Abaixo a inteligência?
Miguel de Unamuno, de barba branca, enquanto saía da Universidade de Salamanca, depois de ter enfrentado o general Millán-Astray, em 12 de outubro de 1936. (Direitos reservados)
A 12 de outubro de 1936, em plena Guerra Civil Espanhola, desenrolou-se na Universidade de Salamanca um dos episódios mais emblemáticos da resistência intelectual ao autoritarismo. Durante uma cerimónia oficial do regime franquista, na abertura do ano letivo daquela universidade, um general exaltava a morte como valor supremo, atacava a Catalunha e o País Basco e apelava à unidade de Espanha através da violência.
O ambiente tornava-se cada vez mais hostil, com gritos como “Viva a morte” e “Abaixo a inteligência”. Foi então que Miguel de Unamuno, filósofo e reitor da universidade, se ergueu para proferir palavras que atravessariam a História: “Vencereis, mas não convencereis.” Com esta frase, denunciava a ilusão de que a força bruta poderia substituir o pensamento, a razão e o diálogo – valores centrais à missão da universidade e da vida democrática.

tela, Museu de Belas Artes de Bilbao). (es.wikipedia.org)
Este momento tornou-se símbolo da tensão entre dois projetos de sociedade: por um lado, um espaço livre e plural, onde o confronto crítico de ideias é o motor do progresso; por outro, um modelo repressivo, onde o pensamento é percebido como ameaça à uniformização imposta. Quase um século depois, os ecos desse confronto ressoam noutras geografias e contextos, lembrando-nos que a desvalorização do saber continua a ser uma ferramenta recorrente em discursos populistas e antidemocráticos.
O leitor perceberá aonde pretendo chegar.
Durante os primeiros meses da presidência de Donald Trump, as universidades norte-americanas tornaram-se alvo prioritário da retórica da extrema-direita. Instituições como Harvard, Stanford ou Berkeley foram acusadas de “doutrinar os jovens”, de “odiar a América” ou de serem “bastiões do marxismo cultural”. O próprio presidente ameaçou cortar o financiamento público a universidades que, segundo ele, não garantissem a “liberdade de expressão” – um conceito frequentemente instrumentalizado para proteger discursos ultraconservadores e excluir visões divergentes. Mais recentemente, tentou até impedir a entrada de estudantes estrangeiros em Harvard, uma das poucas instituições que ainda resiste à corrosão dos seus valores fundacionais. Trump tem um objetivo claro: minar a credibilidade do pensamento académico e científico ao associá-lo a uma elite distante do “povo real”.

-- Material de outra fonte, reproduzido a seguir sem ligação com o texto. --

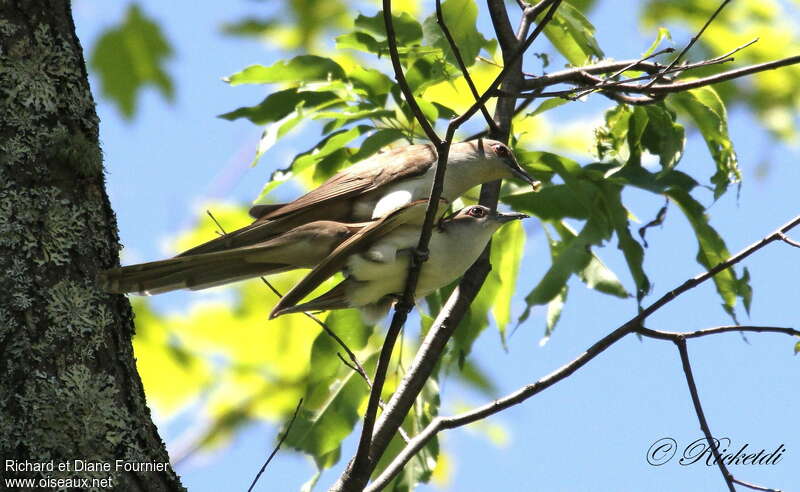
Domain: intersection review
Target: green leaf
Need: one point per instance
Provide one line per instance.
(407, 29)
(460, 17)
(573, 35)
(708, 113)
(554, 309)
(712, 251)
(305, 68)
(631, 249)
(374, 83)
(250, 26)
(376, 142)
(360, 41)
(508, 245)
(429, 70)
(663, 136)
(129, 57)
(280, 104)
(599, 277)
(571, 255)
(637, 124)
(327, 146)
(663, 33)
(644, 179)
(334, 391)
(354, 113)
(553, 202)
(612, 138)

Este padrão está bem documentado: quanto mais um regime se sustenta na simplificação, na desinformação e na agitação emocional, mais teme a complexidade que o pensamento crítico representa. A Ciência, a Filosofia, a Sociologia, os estudos culturais ou o jornalismo tornam-se alvos privilegiados – não por irrelevância, mas porque desconstroem, questionam, revelam contradições. Como em Salamanca no ano de 1936, o ataque à universidade é sempre simbólico: é um ataque à própria ideia de democracia deliberativa, baseada na pluralidade, na dúvida e no saber partilhado.
É certo que Trump nunca gritou literalmente “abaixo a inteligência”. Mas as suas ações e discursos, amplificados por redes sociais e canais televisivos alinhados com a extrema-direita, tiveram efeito análogo: desvalorização do conhecimento, da mediação informada e da crítica fundamentada. Este fenómeno não é exclusivo dos Estados Unidos da América. Em várias democracias, a hostilidade ao pensamento crítico anda de mãos dadas com o populismo agressivo, com as campanhas de desinformação e com as tentativas de controlo da comunicação social e do ensino superior.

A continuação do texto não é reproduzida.